RADARNASIONAL – Seorang perempuan berinisial LU ditangkap Badan Narkotika Nasional (BNN) Provinsi Bangka Belitung (Babel).
Usut punya usut, LU yang diketahui berasal dari Sumatera Selatan (Sumsel) itu ditangkap petugas BNN lantaran membawa ganja seberat 7,5 kilogram.
Kepala BNNP Babel Brigjen Pol Muhammad Zainul Muttaqien mengatakan, penangkapan terhadap LU yang diduga jaringan Sumatera Selatan-Bangka Belitung itu terjadi pada Kamis (25/5).
Menurut Zainul, penangkapan tersebut berkat kerja sama antara BNN dengan Bea Cukai Pangkalpinang, Polda Babel, dan KSOP Mentok.
“Pengungkapan ini adalah wujud sinergi aparat penegak hukum dan instansi terkait dalam mewujudkan ‘Babel Bersinar’ (Bersih dari Narkoba),” kata Zainul di Pangkalpinang, Jumat (26/5).
Zainul menjelaskan, tim gabungan berhasil melakukan penangkapan terhadap seorang perempuan yang berhasil membawa narkotika jenis ganja dari Sumsel menuju Babel.
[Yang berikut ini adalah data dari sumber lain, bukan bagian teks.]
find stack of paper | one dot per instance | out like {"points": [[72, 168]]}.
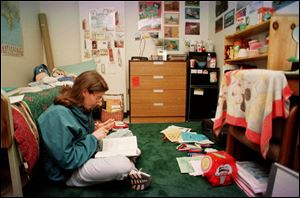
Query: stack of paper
{"points": [[126, 146]]}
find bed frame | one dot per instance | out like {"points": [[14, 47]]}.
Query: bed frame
{"points": [[16, 156], [8, 144]]}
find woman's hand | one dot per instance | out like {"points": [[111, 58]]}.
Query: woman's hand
{"points": [[108, 124], [100, 133]]}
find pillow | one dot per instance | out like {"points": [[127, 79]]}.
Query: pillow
{"points": [[79, 67], [25, 138]]}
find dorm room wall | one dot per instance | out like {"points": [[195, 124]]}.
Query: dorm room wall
{"points": [[218, 38], [18, 71]]}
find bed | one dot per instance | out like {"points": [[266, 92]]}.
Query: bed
{"points": [[158, 159], [20, 138]]}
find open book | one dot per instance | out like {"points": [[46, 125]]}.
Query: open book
{"points": [[120, 145]]}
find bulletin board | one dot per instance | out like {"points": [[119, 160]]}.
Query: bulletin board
{"points": [[102, 39]]}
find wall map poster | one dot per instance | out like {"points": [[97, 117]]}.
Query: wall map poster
{"points": [[149, 15], [11, 30]]}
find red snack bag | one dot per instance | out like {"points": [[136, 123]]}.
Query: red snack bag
{"points": [[219, 168]]}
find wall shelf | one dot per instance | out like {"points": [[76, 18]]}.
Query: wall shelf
{"points": [[250, 58]]}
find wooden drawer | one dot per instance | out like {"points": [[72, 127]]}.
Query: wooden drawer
{"points": [[157, 119], [158, 68], [147, 103], [150, 96], [158, 82], [157, 109]]}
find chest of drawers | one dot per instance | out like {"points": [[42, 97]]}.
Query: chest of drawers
{"points": [[157, 91]]}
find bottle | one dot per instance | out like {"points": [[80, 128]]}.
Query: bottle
{"points": [[208, 60], [210, 46]]}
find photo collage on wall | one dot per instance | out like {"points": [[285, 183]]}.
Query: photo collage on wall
{"points": [[192, 17], [103, 39], [221, 7], [171, 25]]}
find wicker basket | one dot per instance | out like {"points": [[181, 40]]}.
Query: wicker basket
{"points": [[117, 115]]}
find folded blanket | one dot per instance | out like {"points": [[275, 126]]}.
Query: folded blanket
{"points": [[251, 99]]}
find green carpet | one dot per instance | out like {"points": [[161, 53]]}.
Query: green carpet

“Dengan menggunakan kapal KMP Belanak yang berangkat dari Pelabuhan Tanjung Api-Api menuju ke Pelabuhan Tanjung Kalian Mentok, Kabupaten Bangka Barat,” bebernya.
Muttaqien mengakui bahwa petugas gabungan sempat mengalami kesulitan dikarenakan ciri-ciri pelaku yang didapatkan oleh petugas cukup sulit untuk ditemukan, karena membawa koper dan mengajak anaknya yang masih berumur 9 tahun untuk mengelabui petugas.
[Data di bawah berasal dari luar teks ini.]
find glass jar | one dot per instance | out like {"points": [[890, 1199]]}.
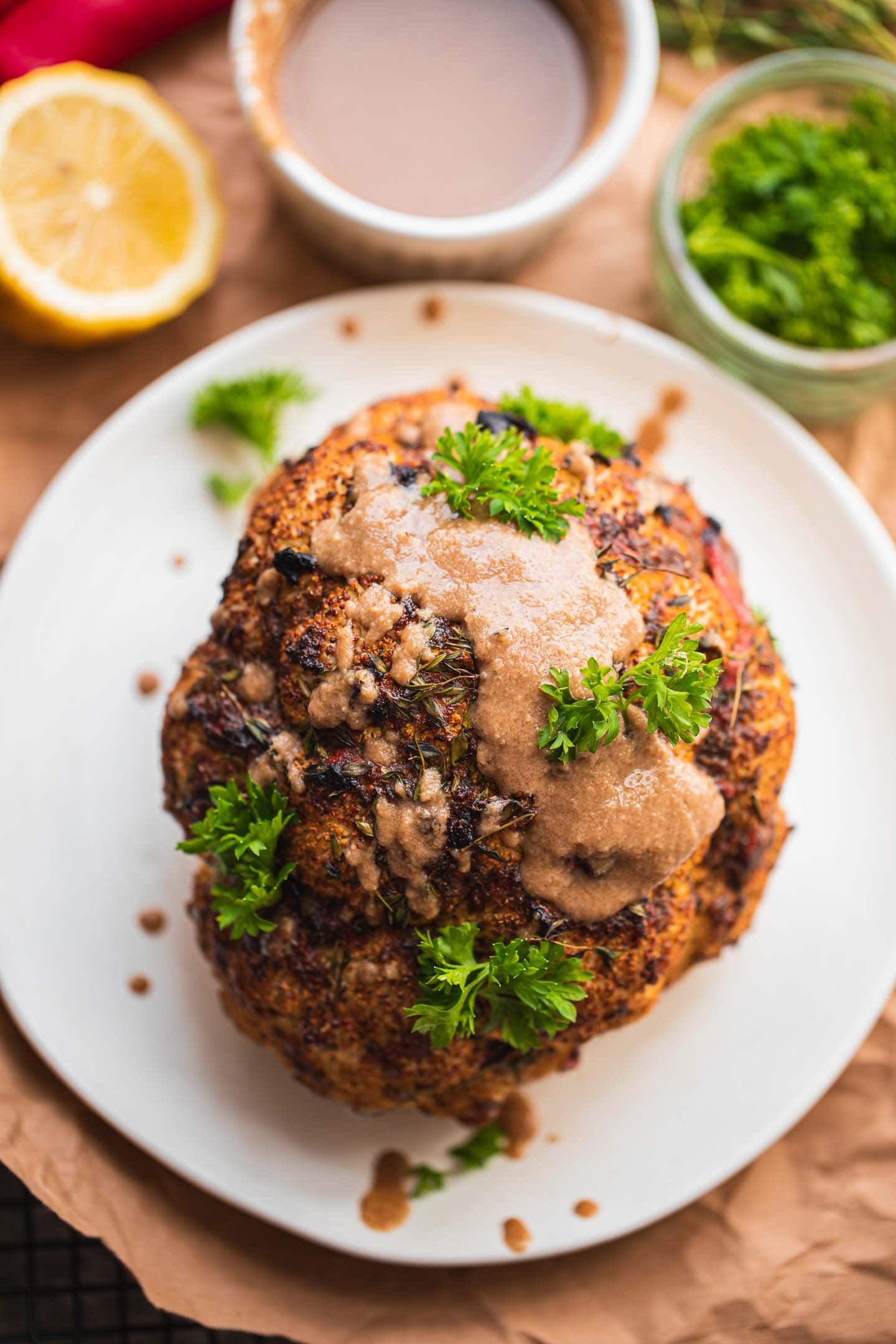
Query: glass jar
{"points": [[816, 385]]}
Berkat kejelian dan kesiapsiagaan petugas gabungan, pelaku berhasil diringkus saat sedang menunggu kendaraan yang akan menjemput pelaku beserta barang bukti ganja dengan berat kurang lebih 7,5 kilogram.
Zainul mengungkapkan bahwa pihaknya juga mengamankan seorang laki laki yang menjemput pelaku dan berencana mengantarkan ke Kota Pangkalpinang.
“Walaupun dia mengaku hanya dibayar untuk menjemput seseorang, namun tetap akan dimintai keterangan apakah ada kaitannya dengan pelaku atau tidak,” ujarnya.
Selanjutnya pelaku beserta barang bukti dibawa ke Kantor BNN Babel untuk dilakukan penyidikan lebih lanjut, sedangkan anaknya diantarkan kepada keluarganya di Sumatera Selatan.
Muttaqien mengatakan bahwa anak ini hanya korban dari ibunya yang menjanjikan pergi ke Pangkalpinang untuk jalan-jalan. Anak ini juga masih duduk di sekolah dasar kelas 3.
Zainul menegaskan, pelaku akan dijerat dengan Pasal 114 ayat (2) subsider Pasal 111 ayat (2) UU RI No. 35 Tahun 2009 tentang Narkotika dengan ancaman maksimal 20 tahun penjara.